On classera en trois parties les compositions de ce disque. Déjà, ceux qui réussissent parfaitement l'exercice, sans effort apparent, tels Happiness Project, Cyborgdrive, Phllox & Blue Bell None, Electrosexual, Dekad, Destillat, People Theatre, This Grey City, Laag, Celluloide et Polynomiq, offrant onze titres qui s'enchainent d'une façon extrêmement homogène, avec des compositions soignées, mélodiques, des textes souvent émouvants, pour le moins touchant, et toujours avec cette énergie "pop" qui donne envie "l'air de rien" de danser. Onze artistes qui sont à eux seuls la substantifique moelle de ce disque et en font, c'est acquis, une vraie réussite.
Deux formations ratent l'exercice en ne parvenant pas à maintenir l'équilibre demandé, Foretaste, qu'on adore par ailleurs, qui, s'il réussit son titre baptisé "Ouverture", impose trop la voix, d'entrée trop prégnante, et si sa prestation reste spectaculaire, le résultat ne correspond pas à l'effet recherché sur le reste du disque. Échec plus cuisant encore avec 360° qui offre un titre bien trop long, "Heures Indoues", sans jamais essayer de le faire évoluer ni de se l'approprier.
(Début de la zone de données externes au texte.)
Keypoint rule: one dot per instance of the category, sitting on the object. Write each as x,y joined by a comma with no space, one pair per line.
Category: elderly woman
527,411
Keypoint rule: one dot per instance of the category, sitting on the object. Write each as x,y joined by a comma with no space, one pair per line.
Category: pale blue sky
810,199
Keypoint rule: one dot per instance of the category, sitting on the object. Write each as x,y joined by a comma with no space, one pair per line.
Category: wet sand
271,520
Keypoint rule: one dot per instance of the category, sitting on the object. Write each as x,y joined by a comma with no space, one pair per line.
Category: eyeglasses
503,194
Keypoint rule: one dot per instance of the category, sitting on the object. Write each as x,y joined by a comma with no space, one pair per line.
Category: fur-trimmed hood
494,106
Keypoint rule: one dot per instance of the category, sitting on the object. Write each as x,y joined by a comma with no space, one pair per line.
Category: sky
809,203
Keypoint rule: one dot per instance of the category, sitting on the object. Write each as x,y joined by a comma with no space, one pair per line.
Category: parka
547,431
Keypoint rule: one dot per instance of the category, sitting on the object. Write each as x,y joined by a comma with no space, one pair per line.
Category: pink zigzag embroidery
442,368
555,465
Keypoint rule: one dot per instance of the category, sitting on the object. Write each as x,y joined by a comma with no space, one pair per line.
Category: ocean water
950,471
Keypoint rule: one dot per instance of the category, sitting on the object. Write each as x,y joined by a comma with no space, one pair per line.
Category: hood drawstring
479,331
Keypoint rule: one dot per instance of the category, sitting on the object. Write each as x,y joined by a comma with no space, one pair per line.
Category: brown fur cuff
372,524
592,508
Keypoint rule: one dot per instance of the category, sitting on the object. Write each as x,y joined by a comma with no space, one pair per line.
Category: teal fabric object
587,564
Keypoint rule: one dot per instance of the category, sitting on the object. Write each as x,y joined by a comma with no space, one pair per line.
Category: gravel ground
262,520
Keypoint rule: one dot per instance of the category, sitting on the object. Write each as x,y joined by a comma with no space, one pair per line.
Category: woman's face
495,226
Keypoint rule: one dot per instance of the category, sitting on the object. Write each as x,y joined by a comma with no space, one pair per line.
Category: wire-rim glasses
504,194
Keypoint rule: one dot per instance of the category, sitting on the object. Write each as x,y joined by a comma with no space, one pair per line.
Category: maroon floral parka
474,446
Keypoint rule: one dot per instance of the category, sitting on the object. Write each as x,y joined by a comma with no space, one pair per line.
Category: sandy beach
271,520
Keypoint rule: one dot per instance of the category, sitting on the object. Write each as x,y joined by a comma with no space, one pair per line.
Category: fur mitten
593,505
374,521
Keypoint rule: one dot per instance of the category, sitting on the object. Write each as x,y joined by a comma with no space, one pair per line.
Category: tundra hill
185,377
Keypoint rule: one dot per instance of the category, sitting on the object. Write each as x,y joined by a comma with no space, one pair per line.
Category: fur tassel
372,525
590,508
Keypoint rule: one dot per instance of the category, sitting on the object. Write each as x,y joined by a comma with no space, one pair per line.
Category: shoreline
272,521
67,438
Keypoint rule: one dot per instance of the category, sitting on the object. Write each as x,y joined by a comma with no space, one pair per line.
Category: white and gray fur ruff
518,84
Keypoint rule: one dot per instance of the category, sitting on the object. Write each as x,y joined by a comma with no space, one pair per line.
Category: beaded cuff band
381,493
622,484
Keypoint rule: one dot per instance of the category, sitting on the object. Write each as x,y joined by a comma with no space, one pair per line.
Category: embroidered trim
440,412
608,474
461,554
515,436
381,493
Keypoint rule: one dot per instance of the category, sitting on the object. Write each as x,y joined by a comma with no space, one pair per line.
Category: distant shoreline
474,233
Trois artistes se distinguent avec des voix plus dissonantes, s'autorisant à prendre un autre angle de travail et rendent leurs compositions plus punchy, plus dansantes, plus sexy, et donnent ainsi un beau relief au disque. Opera Multi Steel transcende ainsi "Bleu Comme Toi", Neutral Lies "Week-end à Rome", et Auto-Immune "Paris Le Flore". Trois titres vraiment étonnants réalisés d'une façon plus "compliquée", avec des artistes qui osent prendre le risque d'être moins faciles d'accès mais qui se permettent de donner une vraie étoffe au disque.
La palme, pourtant hors-concours, car interprété en anglais, est Tourdeforce qui ouvre le disque avec "En Surface", titre magnifique dont la version originale figure sur le dernier album d'Étienne Daho.
Parce que, vous l'aurez compris, le prétexte qu'a trouvé le label pour imposer ses règles aura été de demander à chacun des intervenants de réaliser une reprise d'un titre d'Étienne Daho, pioché librement dans la discographie de l'artiste que l'on sait toute en nuances, en textes, en pop, et en émotions. Mais ça ne reste qu'un prétexte, même s'il se transforme de fait en hommage. En effet, que l'on connaisse les titres originaux ou pas, qu'on les apprécie ou non, ils ne servent finalement que d'ombre à ces réalisations véritablement envoûtantes de par le travail très personnel qu'a réalisé chacun des invités.